Se da questa prospettiva spaziale privilegiata osserviamo la Terra dal lato assolato, esso avrà l’aspetto della celebre fotografia Blue Marble scattata dall’equipaggio dell’Apollo 17 nel 1972: un geoide blu (i vasti oceani), screziato di marrone e verde (le terre emerse) e velato di bianco (le nubi). Un pianeta che, se non fosse per quelle che appaiono come secondarie pennellate verdastre – immagine delle vaste estensioni coperte dalla vegetazione – potrebbe dirsi, al pari degli altri pianeti, disabitato o comunque non certamente alle prese con il dilagare pervasivo e impattante della storia evolutiva umana. Dallo spazio, di giorno, l’Antropocene è infatti praticamente impercettibile. Basterà tuttavia attendere qualche ora per osservare questo lato del pianeta entrare in ombra. Blue Marble muterà in una superficie nero-bluastra e le luci degli impianti di illuminazione artificiale, pubblici, industriali, militari e delle abitazioni, si accenderanno. Ecco allora che l’impronta umana si mostrerà anche da qui, un’impronta percepibile alla scala colossale di un intero pianeta e del suo calendario geologico.
Dallo spazio l’Antropocene, rappresentato dall’inquinamento luminoso notturno, brilla di una miriade di piccole luci espandendosi nel cosmo come in una sorta di estensione di sé che ha tutte le caratteristiche di un’impronta epocale, una traccia costituita da onde elettromagnetiche che irradiano dal nostro pianeta verso lo spazio cosmico.
Essendo la luce visibile null’altro che un intervallo di lunghezze d’onda nello spettro elettromagnetico, potremmo estendere la nostra indagine all’intera gamma di radiazioni antropogeniche
in viaggio attraverso lo spazio extrasolare per lo meno dall’epoca delle prime telecomunicazioni terrestri, nel XX secolo.
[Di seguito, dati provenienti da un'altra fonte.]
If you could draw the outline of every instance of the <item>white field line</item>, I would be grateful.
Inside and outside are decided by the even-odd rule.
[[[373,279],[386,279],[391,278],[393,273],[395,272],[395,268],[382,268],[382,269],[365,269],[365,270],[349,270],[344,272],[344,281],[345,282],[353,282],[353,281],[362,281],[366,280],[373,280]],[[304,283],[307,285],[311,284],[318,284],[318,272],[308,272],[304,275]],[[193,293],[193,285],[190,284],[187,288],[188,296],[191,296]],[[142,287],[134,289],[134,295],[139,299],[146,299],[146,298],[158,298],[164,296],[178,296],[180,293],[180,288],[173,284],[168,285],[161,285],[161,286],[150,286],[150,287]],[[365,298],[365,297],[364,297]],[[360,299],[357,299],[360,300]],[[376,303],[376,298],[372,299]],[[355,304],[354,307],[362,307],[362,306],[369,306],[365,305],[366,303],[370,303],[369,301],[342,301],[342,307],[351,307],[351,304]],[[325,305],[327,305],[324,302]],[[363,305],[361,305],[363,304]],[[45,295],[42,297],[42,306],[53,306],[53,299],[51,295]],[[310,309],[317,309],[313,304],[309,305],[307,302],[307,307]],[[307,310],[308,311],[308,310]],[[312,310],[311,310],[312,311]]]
Il concetto di fondo, tuttavia, non muterebbe: l’impronta umana si espande oltre i confini fisici del nostro pianeta in una sfera di segnali d’onda che possono e potranno essere captati e riconosciuti come marcatori dell’epoca dell’umanità potenzialmente fino al termine dell’evoluzione del nostro Sole.
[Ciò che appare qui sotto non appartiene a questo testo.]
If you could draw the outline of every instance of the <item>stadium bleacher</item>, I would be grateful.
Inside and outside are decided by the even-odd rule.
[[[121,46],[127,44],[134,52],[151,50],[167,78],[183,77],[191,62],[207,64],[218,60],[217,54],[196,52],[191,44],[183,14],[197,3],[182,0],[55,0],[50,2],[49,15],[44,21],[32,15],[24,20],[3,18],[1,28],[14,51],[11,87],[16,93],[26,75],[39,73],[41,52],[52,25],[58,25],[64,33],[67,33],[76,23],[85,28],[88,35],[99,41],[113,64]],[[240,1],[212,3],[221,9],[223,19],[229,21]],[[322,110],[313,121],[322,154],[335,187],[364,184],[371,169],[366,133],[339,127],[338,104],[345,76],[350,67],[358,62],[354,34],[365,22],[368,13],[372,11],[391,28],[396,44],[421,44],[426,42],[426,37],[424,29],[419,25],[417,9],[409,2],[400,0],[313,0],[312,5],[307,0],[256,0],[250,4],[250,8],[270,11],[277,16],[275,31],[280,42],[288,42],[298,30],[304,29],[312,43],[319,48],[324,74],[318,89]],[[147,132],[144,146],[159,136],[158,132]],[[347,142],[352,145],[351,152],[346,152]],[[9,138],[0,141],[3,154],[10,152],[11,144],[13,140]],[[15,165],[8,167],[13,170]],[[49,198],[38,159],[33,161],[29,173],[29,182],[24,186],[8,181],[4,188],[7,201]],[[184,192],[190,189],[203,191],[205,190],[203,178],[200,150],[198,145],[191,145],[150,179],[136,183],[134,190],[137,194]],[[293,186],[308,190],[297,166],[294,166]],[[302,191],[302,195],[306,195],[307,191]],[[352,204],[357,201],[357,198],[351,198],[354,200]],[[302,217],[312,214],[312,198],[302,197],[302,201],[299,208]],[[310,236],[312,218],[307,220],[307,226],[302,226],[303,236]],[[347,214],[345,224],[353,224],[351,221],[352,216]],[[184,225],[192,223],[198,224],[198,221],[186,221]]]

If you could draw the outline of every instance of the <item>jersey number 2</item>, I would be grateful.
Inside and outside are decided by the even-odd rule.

Tre impronte, dunque. Tre indizi per il ‘caso’ Antropocene del quale siamo protagonisti dai molti volti: vittime e assassini, spettatori e complici. In tutti i casi, responsabilmente presenti. Una grande occasione per mettere a fuoco il nostro posto nel fluire della storia evolutiva osservando le orme dei nostri predecessori, consapevoli che le nostre tracce dovranno percorrere nuovi sentieri.